Proceedings of the 1st Global Power and Propulsion Forum GPPF 2017

Jan 16-18, 2014, Zurich, Switzerland www.pps.global

GPPF-2017-Put paper 059

EXPERIMENTAL INVESTIGATION OF STALL PRECURSOR-SUPPRESSED (SPS) CASING TREATMENT IN A TWO-STAGE AXIAL COMPRESSOR

Dakun Sun Beihang University sundk@buaa.edu.cn

Beijing, China

Xu Dong Beihang University

buaadongxu@buaa.edu.cn Beijing, China

Fanyu Li Beihang University 00010601@163.com

Beijing, China

Xiaofeng Sun Beihang University sunxf@buaa.edu.cn

Beijing, China

ABSTRACT In this paper, the effects of the stall precursor-suppressed

(SPS) casing treatment on stall margin and efficiency are investigated experimentally in a two-stage axial compressor. The SPS casing treatment can improve the stall margin of the compressor by 3%-11% without significant efficiency loss. In addition, the mechanism of stall margin enhancement with such casing treatment is also revealed by observing the evolution of the precursor wave.

INTRODUCTION In modern aeroengine design, high thrust and efficiency

are usually pursued.

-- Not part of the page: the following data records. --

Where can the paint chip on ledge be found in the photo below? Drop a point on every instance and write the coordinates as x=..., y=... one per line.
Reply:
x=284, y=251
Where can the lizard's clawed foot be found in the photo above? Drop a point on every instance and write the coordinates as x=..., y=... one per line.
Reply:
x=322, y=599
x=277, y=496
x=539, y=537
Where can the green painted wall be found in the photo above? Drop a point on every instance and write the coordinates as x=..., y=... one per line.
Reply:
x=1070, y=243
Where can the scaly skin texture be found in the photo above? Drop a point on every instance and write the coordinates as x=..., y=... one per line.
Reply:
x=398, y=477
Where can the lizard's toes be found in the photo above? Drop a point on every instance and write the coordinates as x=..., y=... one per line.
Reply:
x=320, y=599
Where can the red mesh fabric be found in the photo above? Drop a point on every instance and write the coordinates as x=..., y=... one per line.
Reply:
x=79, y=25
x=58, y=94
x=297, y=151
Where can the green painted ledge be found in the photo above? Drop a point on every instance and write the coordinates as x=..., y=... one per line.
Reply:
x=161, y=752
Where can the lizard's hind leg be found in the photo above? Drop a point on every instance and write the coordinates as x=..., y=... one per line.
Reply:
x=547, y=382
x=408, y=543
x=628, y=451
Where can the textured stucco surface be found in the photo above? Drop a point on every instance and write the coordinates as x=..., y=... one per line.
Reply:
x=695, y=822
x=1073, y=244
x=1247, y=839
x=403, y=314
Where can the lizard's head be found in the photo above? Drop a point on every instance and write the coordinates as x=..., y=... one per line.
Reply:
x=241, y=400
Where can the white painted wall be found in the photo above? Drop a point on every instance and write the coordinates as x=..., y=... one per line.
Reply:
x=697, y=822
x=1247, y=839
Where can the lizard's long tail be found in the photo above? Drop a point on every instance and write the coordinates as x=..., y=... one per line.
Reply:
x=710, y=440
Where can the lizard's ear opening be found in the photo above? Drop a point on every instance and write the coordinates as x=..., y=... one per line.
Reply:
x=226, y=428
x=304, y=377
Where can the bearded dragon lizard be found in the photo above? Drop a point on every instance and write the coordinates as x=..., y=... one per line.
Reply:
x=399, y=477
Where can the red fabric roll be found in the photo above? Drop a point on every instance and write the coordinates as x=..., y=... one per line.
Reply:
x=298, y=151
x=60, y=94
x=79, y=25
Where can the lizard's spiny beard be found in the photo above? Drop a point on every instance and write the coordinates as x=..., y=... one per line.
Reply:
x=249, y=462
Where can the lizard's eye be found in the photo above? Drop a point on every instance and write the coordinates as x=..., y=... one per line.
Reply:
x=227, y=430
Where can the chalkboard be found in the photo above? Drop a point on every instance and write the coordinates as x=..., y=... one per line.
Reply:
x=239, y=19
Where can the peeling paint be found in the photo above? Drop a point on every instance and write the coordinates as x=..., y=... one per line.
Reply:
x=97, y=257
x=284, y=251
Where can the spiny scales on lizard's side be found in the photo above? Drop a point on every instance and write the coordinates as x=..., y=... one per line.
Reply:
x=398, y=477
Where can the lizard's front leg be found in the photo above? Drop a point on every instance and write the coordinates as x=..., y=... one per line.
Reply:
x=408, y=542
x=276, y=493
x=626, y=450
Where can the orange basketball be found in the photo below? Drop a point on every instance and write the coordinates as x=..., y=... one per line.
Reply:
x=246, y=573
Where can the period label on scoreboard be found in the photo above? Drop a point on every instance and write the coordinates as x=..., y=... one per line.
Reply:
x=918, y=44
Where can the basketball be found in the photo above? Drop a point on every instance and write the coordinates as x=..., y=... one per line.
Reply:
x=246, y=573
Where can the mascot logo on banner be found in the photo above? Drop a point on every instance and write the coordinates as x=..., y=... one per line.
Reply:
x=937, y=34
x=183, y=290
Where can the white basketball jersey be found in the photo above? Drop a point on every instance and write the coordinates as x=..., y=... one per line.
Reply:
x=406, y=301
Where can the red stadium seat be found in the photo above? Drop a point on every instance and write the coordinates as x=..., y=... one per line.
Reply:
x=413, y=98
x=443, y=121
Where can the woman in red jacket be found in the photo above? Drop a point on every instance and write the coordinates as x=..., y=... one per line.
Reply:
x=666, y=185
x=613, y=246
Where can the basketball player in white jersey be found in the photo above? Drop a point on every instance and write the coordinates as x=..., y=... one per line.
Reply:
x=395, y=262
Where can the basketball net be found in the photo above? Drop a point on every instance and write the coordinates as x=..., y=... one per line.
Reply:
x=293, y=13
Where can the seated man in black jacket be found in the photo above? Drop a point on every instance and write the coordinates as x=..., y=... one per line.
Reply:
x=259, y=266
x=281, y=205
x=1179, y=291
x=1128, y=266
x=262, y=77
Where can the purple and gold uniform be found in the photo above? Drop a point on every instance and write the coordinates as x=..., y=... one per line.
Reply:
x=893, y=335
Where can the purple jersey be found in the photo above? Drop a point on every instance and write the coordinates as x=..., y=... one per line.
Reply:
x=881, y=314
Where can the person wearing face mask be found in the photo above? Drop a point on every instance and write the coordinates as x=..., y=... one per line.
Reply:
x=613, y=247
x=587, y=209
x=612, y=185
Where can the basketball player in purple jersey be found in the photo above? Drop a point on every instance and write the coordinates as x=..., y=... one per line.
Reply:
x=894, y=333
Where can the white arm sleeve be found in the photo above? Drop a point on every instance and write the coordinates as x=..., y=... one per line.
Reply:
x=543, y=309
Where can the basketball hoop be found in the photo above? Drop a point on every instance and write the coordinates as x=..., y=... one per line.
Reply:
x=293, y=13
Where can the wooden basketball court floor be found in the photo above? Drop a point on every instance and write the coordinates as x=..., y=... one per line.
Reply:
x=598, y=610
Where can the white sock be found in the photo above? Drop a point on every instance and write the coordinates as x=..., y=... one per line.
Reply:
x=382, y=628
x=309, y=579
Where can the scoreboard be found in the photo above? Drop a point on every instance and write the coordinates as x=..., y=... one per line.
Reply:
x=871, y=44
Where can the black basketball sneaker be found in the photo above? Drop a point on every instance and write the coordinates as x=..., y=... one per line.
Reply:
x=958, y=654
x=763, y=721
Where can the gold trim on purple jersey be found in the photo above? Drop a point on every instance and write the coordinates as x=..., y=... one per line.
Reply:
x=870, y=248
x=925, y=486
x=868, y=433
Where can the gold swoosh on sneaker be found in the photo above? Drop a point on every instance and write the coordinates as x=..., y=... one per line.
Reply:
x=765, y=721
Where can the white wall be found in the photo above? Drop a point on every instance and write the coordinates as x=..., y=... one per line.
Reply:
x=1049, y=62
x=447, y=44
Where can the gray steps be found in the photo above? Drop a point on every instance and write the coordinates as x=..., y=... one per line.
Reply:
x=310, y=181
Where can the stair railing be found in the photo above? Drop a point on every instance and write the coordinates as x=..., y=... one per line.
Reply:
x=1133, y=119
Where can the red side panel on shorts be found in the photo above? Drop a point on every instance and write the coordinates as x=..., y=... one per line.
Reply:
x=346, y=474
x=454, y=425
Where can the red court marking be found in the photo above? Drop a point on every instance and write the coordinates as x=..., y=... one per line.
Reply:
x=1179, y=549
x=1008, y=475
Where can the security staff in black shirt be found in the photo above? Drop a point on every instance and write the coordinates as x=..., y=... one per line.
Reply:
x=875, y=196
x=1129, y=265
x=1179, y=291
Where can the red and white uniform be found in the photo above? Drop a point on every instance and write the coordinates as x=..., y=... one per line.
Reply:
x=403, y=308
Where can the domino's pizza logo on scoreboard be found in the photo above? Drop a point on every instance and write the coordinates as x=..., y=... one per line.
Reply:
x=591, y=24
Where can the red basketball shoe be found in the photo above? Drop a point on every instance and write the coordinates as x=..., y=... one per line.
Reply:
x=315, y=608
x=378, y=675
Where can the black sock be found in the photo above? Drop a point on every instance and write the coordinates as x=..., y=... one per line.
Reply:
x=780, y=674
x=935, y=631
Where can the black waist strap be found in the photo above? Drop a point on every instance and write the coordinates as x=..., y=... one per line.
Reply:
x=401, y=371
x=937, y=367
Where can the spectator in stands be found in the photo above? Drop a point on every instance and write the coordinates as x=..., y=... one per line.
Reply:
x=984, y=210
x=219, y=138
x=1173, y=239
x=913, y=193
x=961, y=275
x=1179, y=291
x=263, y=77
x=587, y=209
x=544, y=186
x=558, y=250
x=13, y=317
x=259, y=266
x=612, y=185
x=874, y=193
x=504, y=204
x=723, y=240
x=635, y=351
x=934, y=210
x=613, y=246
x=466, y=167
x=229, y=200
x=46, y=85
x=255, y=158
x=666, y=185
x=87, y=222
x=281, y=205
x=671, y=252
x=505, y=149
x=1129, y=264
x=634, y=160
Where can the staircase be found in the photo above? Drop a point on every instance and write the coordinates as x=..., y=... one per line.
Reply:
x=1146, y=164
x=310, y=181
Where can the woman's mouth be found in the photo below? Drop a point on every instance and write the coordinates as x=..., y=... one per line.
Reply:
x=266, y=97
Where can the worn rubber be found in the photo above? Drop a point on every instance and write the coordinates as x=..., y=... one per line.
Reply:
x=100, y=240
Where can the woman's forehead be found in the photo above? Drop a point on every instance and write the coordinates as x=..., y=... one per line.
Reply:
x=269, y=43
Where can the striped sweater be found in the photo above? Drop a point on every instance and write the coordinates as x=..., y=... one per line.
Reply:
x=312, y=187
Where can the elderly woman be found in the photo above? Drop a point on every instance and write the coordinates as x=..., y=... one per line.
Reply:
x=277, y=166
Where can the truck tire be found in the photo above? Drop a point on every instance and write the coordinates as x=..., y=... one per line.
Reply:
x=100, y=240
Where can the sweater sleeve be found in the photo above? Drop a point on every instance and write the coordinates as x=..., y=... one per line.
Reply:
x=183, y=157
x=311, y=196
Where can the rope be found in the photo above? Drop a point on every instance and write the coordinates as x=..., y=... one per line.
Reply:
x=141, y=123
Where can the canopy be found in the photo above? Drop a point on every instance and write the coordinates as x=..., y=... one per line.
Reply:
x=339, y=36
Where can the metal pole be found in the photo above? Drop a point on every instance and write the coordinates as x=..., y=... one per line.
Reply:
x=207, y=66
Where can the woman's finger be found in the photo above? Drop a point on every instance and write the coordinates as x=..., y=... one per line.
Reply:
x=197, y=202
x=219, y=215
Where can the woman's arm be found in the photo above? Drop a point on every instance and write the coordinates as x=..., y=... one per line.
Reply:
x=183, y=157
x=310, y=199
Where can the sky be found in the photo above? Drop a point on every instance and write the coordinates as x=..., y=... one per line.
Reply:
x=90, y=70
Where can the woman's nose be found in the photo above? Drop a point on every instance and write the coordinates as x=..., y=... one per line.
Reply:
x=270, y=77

At present, the compression ratio of a single stage fan/compressor can reach 2.2-2.4, and theoretically, the turbo-fan aeroengine of 15-20 thrust-weight ratio can be designed if the average stage pressure ratio reaches 1.85 [1]. However, since the birthday of F119, it is still impossible for manufactures to carry out a product with the thrust-weight ratio of 20. Obviously, fan/compressor must have higher blade loading under this situation. However, it is extremely difficult to meet the requirement of sufficient stall margin in a multi-stage compression system. Based on this concern, the flow stability problem of multi-stage compressor is the key issue for improving the holistic performance of modern turbo-machinery aeroengine.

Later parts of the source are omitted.